Forbes-But insurers can sell across state lines in some states, and it hasn’t reined in costs or worked, largely because insurance companies haven’t wanted to spend the money contracting with more doctors and hospitals.  In reality, interstate sales of insurance would lower costs by allowing insurers to choose their regulator, the very dynamic that led to the financial collapse that has left millions of Americans without jobs. It would also make insurance less available, make insurers less accountable, and prevent states from helping consumers in their states.

 

 

  • Block grants or per capita grants to states will allow more local control and will decrease costs. Ryan

The block grant differs slightly from per capita caps. Under caps, states also get a fixed amount of money each year, based on how many people are in the program. Block grants aren’t based on individual enrollment each year.  States would not get more money if more people qualified for Medicaid. In theory, a per capita caps system would increase funding. But if, an expensive drug or procedure entered the market, the Medicaid budgets would not be able to absorb that increase.  Both decrease costs by shifting costs to states and/or forcing people off of Medicaid. The CBO estimates block grant proposals could cut Medicaid spending by as much as a third over the next decade. The cuts would start small, growing larger over the years, largely by cutting enrollment.  In 2015, Medicaid accounted for 17 percent of the nation’s health care expenditures   The 75 million people covered make up a fifth of the U.S. population. Almost two-thirds of people in nursing homes pay for their care using Medicaid. To truly reduce the size of the programs, the elderly and disabled in nursing homes must loose benefits.

Revamping Medicaid could also affect what services hospitals provide, and their economic strength. Specifically, hospitals and clinics that treat large numbers of Medicaid beneficiaries will alter/cut services they can provide reducing how many people they can employ.  Community hospitals are large community employers.

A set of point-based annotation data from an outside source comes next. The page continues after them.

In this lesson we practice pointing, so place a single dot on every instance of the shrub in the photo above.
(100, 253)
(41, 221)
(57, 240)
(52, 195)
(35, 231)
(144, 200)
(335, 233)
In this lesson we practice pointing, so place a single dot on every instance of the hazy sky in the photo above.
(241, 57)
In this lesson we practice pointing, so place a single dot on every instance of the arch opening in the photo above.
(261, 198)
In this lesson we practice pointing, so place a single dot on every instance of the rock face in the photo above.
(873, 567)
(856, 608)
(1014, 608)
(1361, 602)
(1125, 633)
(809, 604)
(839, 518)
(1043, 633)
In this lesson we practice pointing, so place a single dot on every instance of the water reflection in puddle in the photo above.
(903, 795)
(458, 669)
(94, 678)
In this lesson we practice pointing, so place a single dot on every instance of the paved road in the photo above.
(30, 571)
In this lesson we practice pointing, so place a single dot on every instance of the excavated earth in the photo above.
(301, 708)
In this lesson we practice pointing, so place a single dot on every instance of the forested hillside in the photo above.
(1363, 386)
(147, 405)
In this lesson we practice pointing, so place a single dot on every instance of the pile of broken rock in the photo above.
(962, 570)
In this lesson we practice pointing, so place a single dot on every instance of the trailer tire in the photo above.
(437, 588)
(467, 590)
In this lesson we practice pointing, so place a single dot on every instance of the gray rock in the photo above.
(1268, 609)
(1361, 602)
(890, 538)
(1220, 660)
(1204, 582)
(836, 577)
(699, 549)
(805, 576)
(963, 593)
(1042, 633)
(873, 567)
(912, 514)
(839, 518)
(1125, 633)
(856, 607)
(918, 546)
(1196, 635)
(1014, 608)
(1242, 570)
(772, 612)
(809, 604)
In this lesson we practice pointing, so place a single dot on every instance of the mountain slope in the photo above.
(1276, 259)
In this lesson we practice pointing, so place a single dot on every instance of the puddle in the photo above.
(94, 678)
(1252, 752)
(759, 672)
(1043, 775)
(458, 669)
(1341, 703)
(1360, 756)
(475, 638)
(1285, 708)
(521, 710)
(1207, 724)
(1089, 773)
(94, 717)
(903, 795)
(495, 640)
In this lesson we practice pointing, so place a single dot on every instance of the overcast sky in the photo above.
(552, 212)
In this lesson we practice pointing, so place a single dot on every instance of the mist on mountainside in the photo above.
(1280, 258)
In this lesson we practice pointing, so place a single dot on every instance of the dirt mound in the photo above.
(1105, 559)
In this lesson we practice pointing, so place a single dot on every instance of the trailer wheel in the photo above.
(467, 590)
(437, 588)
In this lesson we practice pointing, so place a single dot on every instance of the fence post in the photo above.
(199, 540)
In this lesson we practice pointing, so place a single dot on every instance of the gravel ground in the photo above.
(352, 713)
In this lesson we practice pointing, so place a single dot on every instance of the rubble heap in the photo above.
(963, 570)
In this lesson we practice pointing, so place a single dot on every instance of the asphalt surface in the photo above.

The debate also reflects how Congress treats other “entitlement programs,” such as Medicare and Social Security. The CBO estimates that spending on Social Security and other health programs will account for about 16 percent of all the country’s yearly goods and services — the gross domestic product — by 2046. A successful change in Medicaid bodes ominous for cuts in other programs.

 

  • Americans should be able to decide what level of coverage they want. Price

Understanding insurance is profoundly complicated. HR departments whose job it is to negotiate these policies often provide unreliable information to employees.  The fragmented nature of US healthcare complicates this-hospital room bills, doctor bills, test bills, test interpretation charges, medications, infusion of medications, etc… are all separate charges and bills.  What is in or out of network is obscure.  Unless you are an expert with time on your hands, it is impossible to tease apart.  High deductible policies are reasonable for the young (limited to age <30 in Obamacare).  But what seems like a bargain results in bankruptcy if you have to use it or forgoing care all together.  The average consumer simply does not have the background to make informed choices when it comes to health care.

 

  • The US has the best health care in the world.

America was 50th out of 55 countries in 2014, according to a Bloomberg index that assesses life expectancy, health-care spending per capita and relative spending as a share of gross domestic product. Expenditures averaged $9,403 per person, about 17.1 percent of GDP, that year — the most recent for which data are available — and life expectancy was 78.9. Only Jordan, Colombia, Azerbaijan, Brazil and Russia ranked lower.